Little Bay is the site that altered not only the course of his life but arguably the course of contemporary art in Australia. In 1969, Kaldor invited then up-and-coming artists Christo and Jeanne-Claude to create an art project in Sydney. The resulting work, ‘Wrapped Coast’, was the biggest artwork ever seen in the world at the time.

Working with a group of volunteers, Christo and Jeanne-Claude wrapped the entire two and a half kilometres of Little Bay coastline with white fabric and rope, creating an otherworldly landscape out of a rugged place. In an age when art was almost exclusively something you saw in a gallery, a work that took a full hour just to traverse and view was enormously controversial. Kaldor and the artists were mercilessly mocked by the local media, and there were even attempts to sabotage the artwork by night-time vandals. Religious figures objected to the work, saying that the resources being spent on it would be put to better use at the struggling local hospital. 
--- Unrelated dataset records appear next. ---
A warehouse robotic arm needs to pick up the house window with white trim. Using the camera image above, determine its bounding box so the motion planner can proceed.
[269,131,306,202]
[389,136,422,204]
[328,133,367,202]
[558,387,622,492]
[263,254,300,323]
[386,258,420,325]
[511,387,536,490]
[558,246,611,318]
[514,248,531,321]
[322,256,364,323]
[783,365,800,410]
"These temporary projects have become part of our cultural memory"

But the scale of the achievement and the magnetism of the artists drew enormous and curious crowds, and a new chapter in Sydney’s artistic life began.

“Basically, Christo and Jeanne-Claude were so charismatic that they convinced me it was the most important thing that I could do,” Kaldor recalls. “And that I took it seriously literally changed my world and gave me the courage to start my own business.”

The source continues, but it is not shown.